2 Motivating Example

In this section, we provide an example to motivate the problem of knowledge discovery tackled in this paper. We show an example of relation discovery between TED talks publicly available in the TED website. TED talks are described through textual properties, e.g., title, abstract or tags, and their relations with other talks in order to provide recommendations to the users. Relations between talks are defined by TED curators manually, which corresponds to a time expensive task and prone to omissions. Therefore, it would be helpful to have automatic methods able to ease the relation discovery and other curation tasks. We check the TED website in 2015 and 2016, and compare both versions of the website in order to detect relations between talks that are only represented in the newer version of the website. In total, we observe 62 relations that are included in 2016 but are not present in the 2015 version, i.e., TED curators do not discover these relations until 2016. One example is the relation between talks The politics of fiction4 and The shared wonder of film5. Both talks are present in both versions of the website. However, only in 2016 is possible to find a relation between them. Thus, we can conclude that there are missing relations between TED talks in the 2015 version of the website. An approach able to discover these relations automatically would alleviate the effort of curators and improve the quality (completeness) of the data. Though the relation between The politics of fiction and The shared wonder of film is not included in the 2015 website, the rest of knowledge regarding to these talks allows for intuiting a high degree of relatedness between them. We observe that both talks have keywords or tags in common as Culture or Storytelling. We also find some expressions in their abstracts or descriptions, that though do not match exactly, are clearly related such as identity politics and cultural walls, or film and novel. Moreover, if their sets of related TED talks are compared, we observe they share two related talks, The clues to a great story6 and The mistery box7. Thus, related talks have properties in common. \(\mathcal {KOI}\) relies on this observation and exploits entity properties to discover missing relations between these entities.

3 Preliminaries

In this section we present definitions required to understand our approach.

Definition 1

(RDF Triple [1]). Let U be a set of RDF URI references, B a set of Blank nodes, and L a set of RDF literals. A tuple \((s, p, o) \in UB \times U \times UBL\) is an RDF triple, where s is called subject, p predicate and o object.

Definition 2

(Knowledge graph [18]). Given a set T of RDF triples, a knowledge graph is a pair \(G=(V, E)\), where \(V = \{s | (s, p, o) \in T\} \cup \{o | (s, p, o) \in T\}\) is a set of entities and \(E=\{(s, p, o) \in T\}\) a set of relations.

Fig. 1.

Portion of a knowledge graph of TED talks. Nodes represent TED talks, while dashed squares represent datatype property values.

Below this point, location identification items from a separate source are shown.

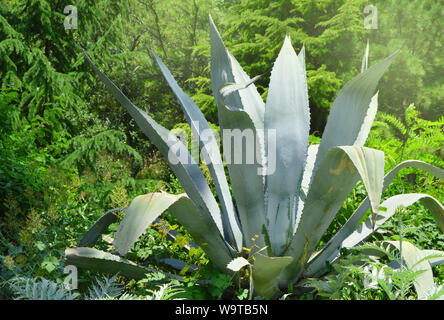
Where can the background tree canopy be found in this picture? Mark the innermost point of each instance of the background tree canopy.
(48, 87)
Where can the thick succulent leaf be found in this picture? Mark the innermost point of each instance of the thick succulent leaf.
(414, 259)
(350, 108)
(368, 121)
(287, 114)
(434, 257)
(225, 69)
(97, 260)
(204, 232)
(364, 65)
(99, 227)
(237, 264)
(211, 153)
(144, 209)
(336, 176)
(142, 212)
(306, 180)
(181, 162)
(246, 180)
(266, 272)
(390, 205)
(331, 249)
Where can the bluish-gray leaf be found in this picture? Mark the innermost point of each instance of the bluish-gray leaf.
(287, 114)
(350, 108)
(173, 150)
(211, 153)
(336, 176)
(330, 250)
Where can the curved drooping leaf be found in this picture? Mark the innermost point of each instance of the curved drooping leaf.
(266, 273)
(240, 110)
(204, 232)
(237, 264)
(306, 179)
(99, 227)
(331, 249)
(434, 257)
(286, 113)
(246, 180)
(210, 150)
(368, 121)
(336, 176)
(180, 160)
(229, 88)
(350, 109)
(390, 205)
(225, 69)
(144, 209)
(142, 212)
(98, 260)
(414, 259)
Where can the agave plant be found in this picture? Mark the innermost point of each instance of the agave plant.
(286, 207)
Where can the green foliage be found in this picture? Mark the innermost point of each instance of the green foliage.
(32, 289)
(415, 138)
(85, 151)
(68, 154)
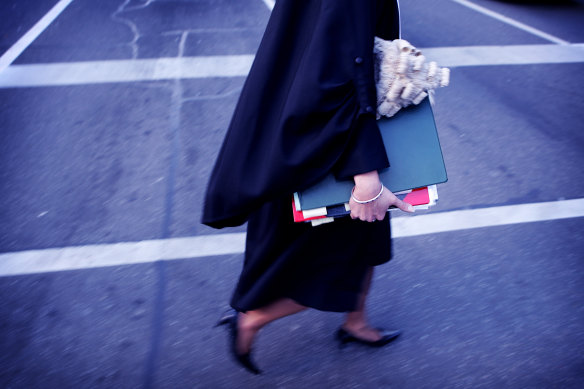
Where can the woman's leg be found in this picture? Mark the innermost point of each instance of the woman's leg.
(251, 322)
(356, 321)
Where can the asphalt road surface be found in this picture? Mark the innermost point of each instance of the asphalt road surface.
(111, 115)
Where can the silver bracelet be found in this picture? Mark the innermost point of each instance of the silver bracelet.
(366, 201)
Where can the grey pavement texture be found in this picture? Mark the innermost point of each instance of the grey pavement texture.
(499, 307)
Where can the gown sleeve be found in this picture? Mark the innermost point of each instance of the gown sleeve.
(364, 153)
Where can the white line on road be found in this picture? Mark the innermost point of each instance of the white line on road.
(512, 22)
(80, 73)
(13, 52)
(98, 72)
(270, 4)
(84, 257)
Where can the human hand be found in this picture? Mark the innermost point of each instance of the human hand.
(367, 186)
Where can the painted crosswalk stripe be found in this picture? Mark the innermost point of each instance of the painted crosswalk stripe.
(117, 71)
(92, 256)
(13, 52)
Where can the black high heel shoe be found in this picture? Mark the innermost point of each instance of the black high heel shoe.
(243, 359)
(344, 337)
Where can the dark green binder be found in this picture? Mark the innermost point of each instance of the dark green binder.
(413, 149)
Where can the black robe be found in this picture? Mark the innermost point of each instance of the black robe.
(307, 108)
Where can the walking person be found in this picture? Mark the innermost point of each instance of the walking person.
(307, 109)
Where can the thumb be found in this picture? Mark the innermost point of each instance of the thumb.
(402, 205)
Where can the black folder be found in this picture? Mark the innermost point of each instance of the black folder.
(413, 149)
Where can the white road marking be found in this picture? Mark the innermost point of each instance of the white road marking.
(512, 22)
(84, 257)
(80, 73)
(270, 4)
(465, 56)
(13, 52)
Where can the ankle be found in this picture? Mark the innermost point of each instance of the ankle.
(249, 322)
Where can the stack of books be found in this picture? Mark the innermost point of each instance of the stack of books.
(417, 166)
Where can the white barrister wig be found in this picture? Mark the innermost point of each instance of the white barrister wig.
(402, 76)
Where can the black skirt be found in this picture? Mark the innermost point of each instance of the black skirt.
(321, 267)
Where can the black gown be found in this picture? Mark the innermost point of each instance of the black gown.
(306, 109)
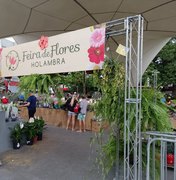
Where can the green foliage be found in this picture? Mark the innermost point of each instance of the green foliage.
(111, 108)
(165, 64)
(110, 81)
(41, 83)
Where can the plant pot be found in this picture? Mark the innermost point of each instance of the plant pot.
(30, 142)
(35, 139)
(16, 145)
(40, 136)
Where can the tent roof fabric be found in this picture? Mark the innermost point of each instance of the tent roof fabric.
(28, 20)
(36, 17)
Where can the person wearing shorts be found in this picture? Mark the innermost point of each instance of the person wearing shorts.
(82, 115)
(70, 104)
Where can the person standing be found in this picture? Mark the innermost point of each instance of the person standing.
(31, 105)
(70, 104)
(82, 114)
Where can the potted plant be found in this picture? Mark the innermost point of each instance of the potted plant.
(16, 136)
(30, 132)
(39, 125)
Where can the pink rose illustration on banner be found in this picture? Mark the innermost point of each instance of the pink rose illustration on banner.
(96, 54)
(43, 42)
(97, 45)
(12, 60)
(98, 37)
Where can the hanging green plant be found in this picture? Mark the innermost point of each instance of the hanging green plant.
(110, 108)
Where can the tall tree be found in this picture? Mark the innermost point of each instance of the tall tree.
(165, 64)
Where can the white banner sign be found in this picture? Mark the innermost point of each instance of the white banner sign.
(79, 50)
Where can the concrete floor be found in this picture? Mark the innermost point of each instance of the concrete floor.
(62, 155)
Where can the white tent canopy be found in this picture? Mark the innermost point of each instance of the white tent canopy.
(28, 20)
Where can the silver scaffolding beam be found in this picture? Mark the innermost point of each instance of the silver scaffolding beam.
(132, 29)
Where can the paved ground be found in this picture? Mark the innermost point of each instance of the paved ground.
(62, 155)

Figure 1 shows a portion of a knowledge graph describing TED talks. The predicate vol:hasLink connects related talks, while the rest of predicates correspond to datatype properties and connect talks with string literals.

Definition 3

(Ego-Network). Let \(G=(V, E)\) be a knowledge graph and \(L =\{p \mid (s, p, o) \in E\}\) be a set of predicates. Given an entity \(v_i \in V\) and a predicate \(r \in L\), the ego-network of \(v_i\) according to r is defined as the set of entities connected to \(v_i\) through an edge with predicate r: ego-net\((v_i, r)=\{v_j \mid (v_i,r, v_j)\; \in \;E \}\).

The ego-network of the entity ted:256 with respect to the predicate vol:hasLink (Fig. 1) is formed by entities ted:59, ted:73, and ted:184.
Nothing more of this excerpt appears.